Wednesday, March 10, 2010
After failing to finalize a new agreement in Madrid last month, negotiators from the United States and the European Union will meet in Brussels on the 22nd of this month to try and forge a second stage agreement which builds on their landmark 2007 aviation treaty. See Doug Cameron, New EU-US Aviation Talks Planned for March 22, Dow Jones Newswires, Mar. 10, 2010 (available here).
At this point in the negotiating process, it is becoming clear that there will be no substantive progress made on relaxing U.S. foreign ownership and cabotage restrictions. There is, to put it mildly, no political will in the U.S. to undertake such radical action. This leaves the EU in a tight spot since ownership and traffic rights were supposed to be central to the second stage negotiations. See [U.S./EU] Air Transport Agreement, 2007 art. 21, O.J. (L 134) 4. In 2007, Douglas Alexander, the United Kingdom's former Transport Secretary, declared that his country would withdraw traffic rights granted under the 2007 agreement if "the Americans [fail] to act in relation to stage two." See Michael Harrison & Stephen Castle, Heathrow Scramble Starts as EU Agrees to Historic "Open Skies" Deal, Independent (London), Mar. 23, 2007, at 54. (That is, if the U.S. failed to finalize a fully liberalized air services agreement with the EU.) Of course, the U.K. may be singing a different tune now that its flag carrier, British Airways, has managed to secure (tentative) antitrust immunity from the Department of Transportation to deepen its cooperation with American Airlines and Iberia as part of the oneworld Alliance. Any act of suspension from the U.K. would likely be met with termination of the alliance's immunization.
This leaves open the question about what can be achieved as part of the second stage. The U.S. has stated that it remains dissatisfied with night flight restrictions at certain Member State airports and the EU's plan to bring U.S. airlines under its emissions trading scheme starting in 2012. To make progress on those issues, the U.S. will have to bring something to the negotiating table. But what does the U.S. have left to give?
Perhaps now is not the time for either party to expect substantive concessions. That doesn't mean the negotiations have to end in failure, however. It has been suggested that one area where the two sides could lay the groundwork for future progress is by abolishing the 2007 agreement's provision for unilateral suspension of traffic rights. See Air Transport Agreement, supra, art. 21(3). Under this provision, the U.S. or any EU Member State is entitled to give notice after November of this year that it will suspend some (or all) of the traffic rights contained in the 2007 agreement. For example, the U.K. could reinstate its pre-2008 restrictions on U.S. carrier access to London Heathrow and allow only American Airlines and United access rights while the other 26 Member States continue to honor the U.S./EC air services agreement. (This is distinct from the 2007 agreement's termination provision which can only be triggered by the Member States acting in tandem. See id. art. 23.)

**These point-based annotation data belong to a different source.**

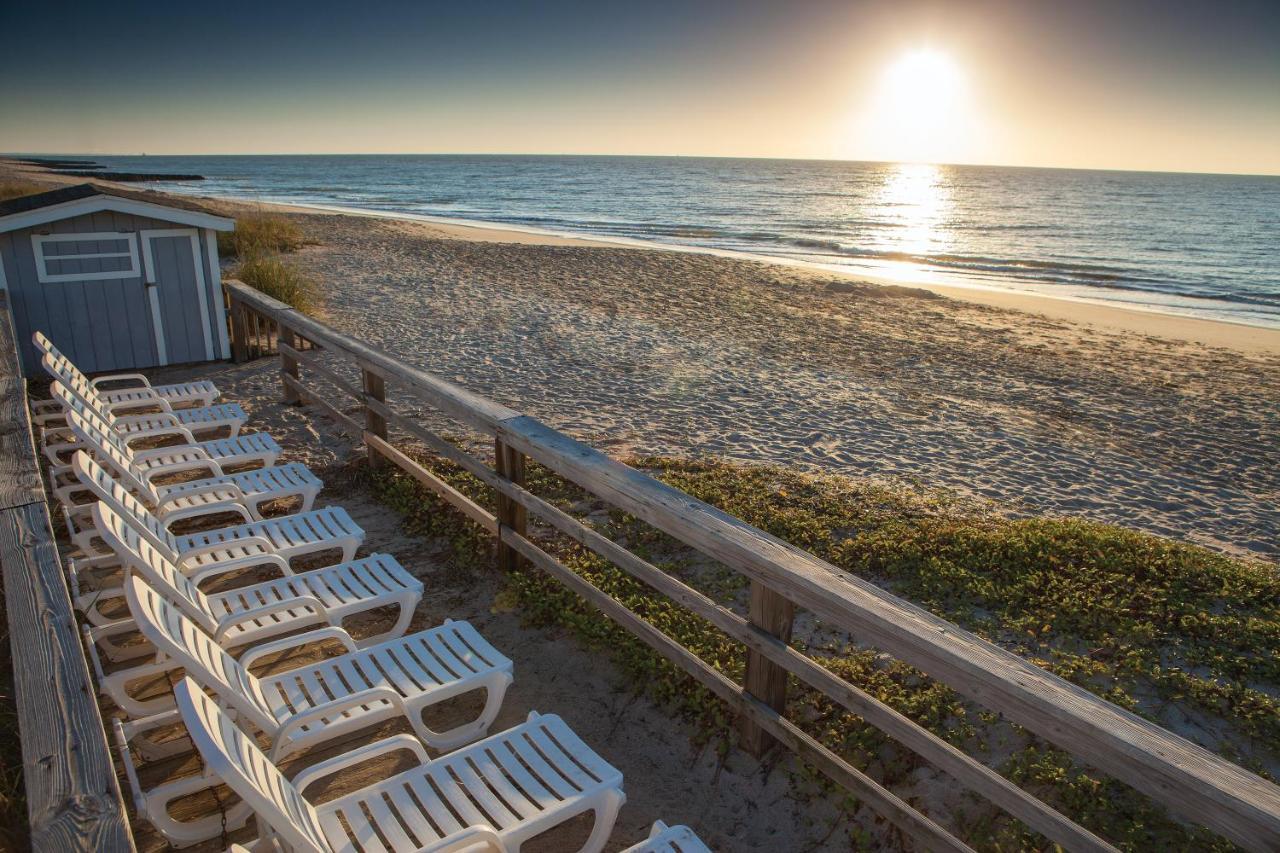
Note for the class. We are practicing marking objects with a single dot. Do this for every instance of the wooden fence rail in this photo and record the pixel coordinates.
(1193, 783)
(73, 799)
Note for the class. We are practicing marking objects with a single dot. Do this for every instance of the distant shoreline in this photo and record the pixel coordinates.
(1229, 334)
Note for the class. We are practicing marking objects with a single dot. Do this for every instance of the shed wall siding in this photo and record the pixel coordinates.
(106, 324)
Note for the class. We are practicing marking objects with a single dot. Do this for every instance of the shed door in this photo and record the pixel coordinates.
(174, 277)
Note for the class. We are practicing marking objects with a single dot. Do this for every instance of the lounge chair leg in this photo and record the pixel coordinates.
(606, 816)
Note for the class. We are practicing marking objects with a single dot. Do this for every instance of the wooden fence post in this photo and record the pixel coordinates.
(240, 333)
(288, 364)
(375, 388)
(511, 466)
(764, 679)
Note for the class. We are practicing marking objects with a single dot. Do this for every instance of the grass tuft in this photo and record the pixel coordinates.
(1174, 633)
(282, 281)
(18, 188)
(260, 233)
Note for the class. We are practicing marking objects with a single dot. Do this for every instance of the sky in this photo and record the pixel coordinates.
(1080, 83)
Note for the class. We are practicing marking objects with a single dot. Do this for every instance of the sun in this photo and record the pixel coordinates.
(919, 109)
(923, 82)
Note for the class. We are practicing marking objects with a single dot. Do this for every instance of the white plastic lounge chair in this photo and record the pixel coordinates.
(243, 448)
(324, 699)
(190, 498)
(670, 839)
(210, 552)
(255, 612)
(492, 796)
(181, 423)
(140, 393)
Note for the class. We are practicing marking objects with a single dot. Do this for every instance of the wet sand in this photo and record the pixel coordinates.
(652, 351)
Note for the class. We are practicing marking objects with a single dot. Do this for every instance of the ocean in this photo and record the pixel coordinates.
(1198, 245)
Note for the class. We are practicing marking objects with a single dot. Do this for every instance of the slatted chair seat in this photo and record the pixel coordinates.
(191, 498)
(329, 698)
(140, 395)
(211, 552)
(243, 448)
(393, 679)
(494, 794)
(255, 612)
(182, 423)
(670, 839)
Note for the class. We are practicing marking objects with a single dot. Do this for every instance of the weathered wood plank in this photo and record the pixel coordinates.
(883, 801)
(1192, 781)
(764, 679)
(288, 365)
(469, 507)
(348, 424)
(511, 514)
(19, 477)
(375, 391)
(965, 769)
(314, 365)
(73, 799)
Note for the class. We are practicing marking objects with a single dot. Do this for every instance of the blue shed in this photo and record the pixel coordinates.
(117, 279)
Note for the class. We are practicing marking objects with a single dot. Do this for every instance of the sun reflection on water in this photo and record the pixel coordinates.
(917, 196)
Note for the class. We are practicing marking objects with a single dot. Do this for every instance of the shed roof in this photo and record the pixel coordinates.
(81, 199)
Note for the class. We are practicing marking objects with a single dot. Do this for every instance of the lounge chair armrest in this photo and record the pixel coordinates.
(165, 418)
(167, 493)
(163, 432)
(364, 753)
(472, 839)
(178, 468)
(261, 542)
(122, 377)
(334, 707)
(330, 632)
(216, 507)
(229, 623)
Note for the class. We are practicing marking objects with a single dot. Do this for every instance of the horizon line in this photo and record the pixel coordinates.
(668, 156)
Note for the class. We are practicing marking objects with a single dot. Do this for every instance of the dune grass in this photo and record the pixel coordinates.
(14, 829)
(18, 188)
(1171, 632)
(260, 233)
(282, 281)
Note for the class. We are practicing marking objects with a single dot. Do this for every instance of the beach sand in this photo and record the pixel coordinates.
(1155, 423)
(1159, 423)
(1164, 424)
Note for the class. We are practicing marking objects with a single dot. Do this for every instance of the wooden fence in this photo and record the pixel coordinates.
(1193, 783)
(73, 798)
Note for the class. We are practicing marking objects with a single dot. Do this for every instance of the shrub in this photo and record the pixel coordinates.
(259, 233)
(16, 188)
(282, 281)
(1173, 632)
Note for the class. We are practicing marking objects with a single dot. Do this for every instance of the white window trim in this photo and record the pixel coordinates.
(45, 277)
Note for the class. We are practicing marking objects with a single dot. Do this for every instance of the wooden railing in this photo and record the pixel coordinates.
(73, 798)
(1193, 783)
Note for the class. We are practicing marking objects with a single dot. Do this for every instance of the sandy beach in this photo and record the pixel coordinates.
(1159, 423)
(1162, 424)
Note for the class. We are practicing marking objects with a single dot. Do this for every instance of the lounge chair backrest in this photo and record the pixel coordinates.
(118, 498)
(103, 441)
(181, 639)
(237, 761)
(140, 557)
(56, 364)
(80, 386)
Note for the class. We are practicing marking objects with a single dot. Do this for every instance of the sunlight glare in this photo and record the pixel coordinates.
(920, 110)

Though some believe that neither party would be so foolish as to actually suspend concessions and thus instigate an aviation trade war, the very possibility of suspension creates an unnecessary air of commercial uncertainty--and even a little bit of latent hostility. Air carriers on both sides of the Atlantic have been hit hard by the global economic crisis. Many of them have made provisions for the future in order to survive, including forming cooperative joint ventures and reducing capacity in relation to expected demand in the transatlantic market. Such measures will only be effective if neither side's airlines lose traffic rights or are compelled by regulators to cease cooperating through their respective alliances. Removing the 2007 agreement's suspension clause helps ensure that the airlines' strategic planning will not be compromised by impulsiveness from either party. The agreement's aforementioned termination provision supplies both sides a way out in the remote chance their relations suffer a severe setback.

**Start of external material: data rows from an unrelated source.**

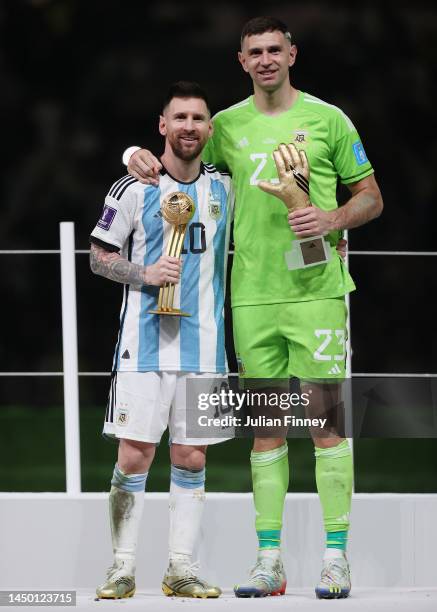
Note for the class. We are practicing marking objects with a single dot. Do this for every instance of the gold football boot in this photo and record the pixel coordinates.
(183, 582)
(120, 583)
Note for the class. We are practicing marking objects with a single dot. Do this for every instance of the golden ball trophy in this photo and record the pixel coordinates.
(177, 209)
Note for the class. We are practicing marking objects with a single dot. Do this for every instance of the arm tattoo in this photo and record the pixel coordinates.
(115, 267)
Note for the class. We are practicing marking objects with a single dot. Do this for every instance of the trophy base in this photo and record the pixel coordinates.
(308, 252)
(170, 311)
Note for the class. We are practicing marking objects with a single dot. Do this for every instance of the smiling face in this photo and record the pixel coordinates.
(186, 124)
(267, 58)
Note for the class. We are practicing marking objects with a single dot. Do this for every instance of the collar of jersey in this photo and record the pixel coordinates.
(292, 108)
(164, 171)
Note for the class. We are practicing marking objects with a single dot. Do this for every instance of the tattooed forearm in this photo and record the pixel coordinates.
(115, 267)
(363, 206)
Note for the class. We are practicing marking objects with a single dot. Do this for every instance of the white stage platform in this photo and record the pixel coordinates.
(52, 541)
(295, 600)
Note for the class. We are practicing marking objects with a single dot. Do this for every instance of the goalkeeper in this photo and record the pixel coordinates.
(290, 317)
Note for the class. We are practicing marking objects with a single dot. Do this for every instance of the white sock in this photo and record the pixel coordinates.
(126, 502)
(186, 509)
(270, 553)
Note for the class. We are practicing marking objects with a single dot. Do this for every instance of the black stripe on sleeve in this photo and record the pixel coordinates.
(117, 183)
(125, 186)
(112, 248)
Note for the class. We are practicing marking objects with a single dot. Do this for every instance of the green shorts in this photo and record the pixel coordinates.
(302, 339)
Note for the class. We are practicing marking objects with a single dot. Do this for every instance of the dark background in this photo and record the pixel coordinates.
(81, 80)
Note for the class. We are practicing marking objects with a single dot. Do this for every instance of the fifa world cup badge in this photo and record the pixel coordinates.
(214, 208)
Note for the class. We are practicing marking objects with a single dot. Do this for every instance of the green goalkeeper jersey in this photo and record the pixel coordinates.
(243, 142)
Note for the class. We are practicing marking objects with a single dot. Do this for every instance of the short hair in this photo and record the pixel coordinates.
(259, 25)
(185, 89)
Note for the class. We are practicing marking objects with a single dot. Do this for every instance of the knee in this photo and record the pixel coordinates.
(266, 444)
(327, 441)
(188, 457)
(135, 457)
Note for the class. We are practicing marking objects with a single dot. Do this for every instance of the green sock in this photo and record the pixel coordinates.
(270, 477)
(334, 477)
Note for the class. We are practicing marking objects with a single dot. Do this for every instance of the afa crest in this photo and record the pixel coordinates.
(214, 208)
(122, 417)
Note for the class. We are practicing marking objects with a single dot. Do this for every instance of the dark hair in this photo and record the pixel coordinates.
(259, 25)
(185, 89)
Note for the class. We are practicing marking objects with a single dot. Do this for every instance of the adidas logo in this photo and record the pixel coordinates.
(243, 143)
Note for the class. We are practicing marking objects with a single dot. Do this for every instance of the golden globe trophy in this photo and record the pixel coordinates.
(177, 209)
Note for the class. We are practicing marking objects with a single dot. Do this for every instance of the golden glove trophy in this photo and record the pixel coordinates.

Additionally, the U.S. and EU can look to ways to strengthening the Joint Committee formed by the 2007 agreement. See Air Transport Agreement, supra, art. 18. If the world's two largest aviation powers have any hope of one day creating a truly open aviation area, they will need to be prepared to deal with a plethora of regulatory harmonization issues in areas such as antitrust, safety, security, and the environment. The U.S. and EU could begin the process of making provisions for this deep level of cooperation now so that when the liberal winds of change start blowing, they will be prepared to capitalize on an authentically open market.

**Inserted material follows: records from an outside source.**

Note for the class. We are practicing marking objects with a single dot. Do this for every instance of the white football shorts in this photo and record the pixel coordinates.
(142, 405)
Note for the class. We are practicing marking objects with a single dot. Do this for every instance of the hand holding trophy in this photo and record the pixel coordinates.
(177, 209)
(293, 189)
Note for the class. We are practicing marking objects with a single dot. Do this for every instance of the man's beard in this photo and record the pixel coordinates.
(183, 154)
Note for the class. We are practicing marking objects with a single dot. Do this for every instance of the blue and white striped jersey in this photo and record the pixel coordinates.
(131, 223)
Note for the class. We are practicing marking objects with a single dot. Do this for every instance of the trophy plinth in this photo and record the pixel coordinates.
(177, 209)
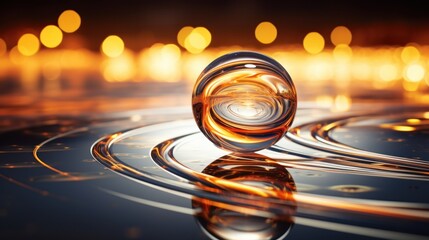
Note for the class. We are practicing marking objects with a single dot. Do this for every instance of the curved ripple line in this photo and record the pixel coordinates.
(163, 155)
(315, 135)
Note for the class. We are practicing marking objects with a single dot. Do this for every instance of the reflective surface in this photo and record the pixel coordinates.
(244, 101)
(129, 174)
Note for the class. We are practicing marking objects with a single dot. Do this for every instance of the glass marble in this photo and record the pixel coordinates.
(244, 101)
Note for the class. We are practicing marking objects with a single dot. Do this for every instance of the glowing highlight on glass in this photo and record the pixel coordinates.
(244, 109)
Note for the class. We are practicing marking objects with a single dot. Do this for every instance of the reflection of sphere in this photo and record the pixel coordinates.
(227, 221)
(244, 101)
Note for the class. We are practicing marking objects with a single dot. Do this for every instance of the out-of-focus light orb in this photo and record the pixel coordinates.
(410, 54)
(113, 46)
(314, 43)
(361, 70)
(160, 63)
(324, 101)
(388, 72)
(342, 103)
(414, 72)
(342, 52)
(266, 32)
(69, 21)
(183, 34)
(119, 69)
(28, 44)
(341, 35)
(3, 47)
(51, 36)
(198, 40)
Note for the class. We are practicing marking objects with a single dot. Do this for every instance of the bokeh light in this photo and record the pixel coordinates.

These modest advances will not mark the end of U.S./EU negotiations, of course. If the suspension threat is removed, both parties can continue to strengthen their aviation ties and push for more substantive advances in the years to come. It's important to bear in mind that it took near two decades from the time when the U.S. launched its open skies aviation policy to the time it finalized a deal with the EU. Many political, legal, and economic changes had to occur first. While the airline industry may be growing impatient with the pace of liberalization, none would likely disagree that the present state of global aviation relations represents an exponential improvement over the days of managed trade and unbridled protectionism which were the hallmarks of international aeropolitics for most of the twentieth century.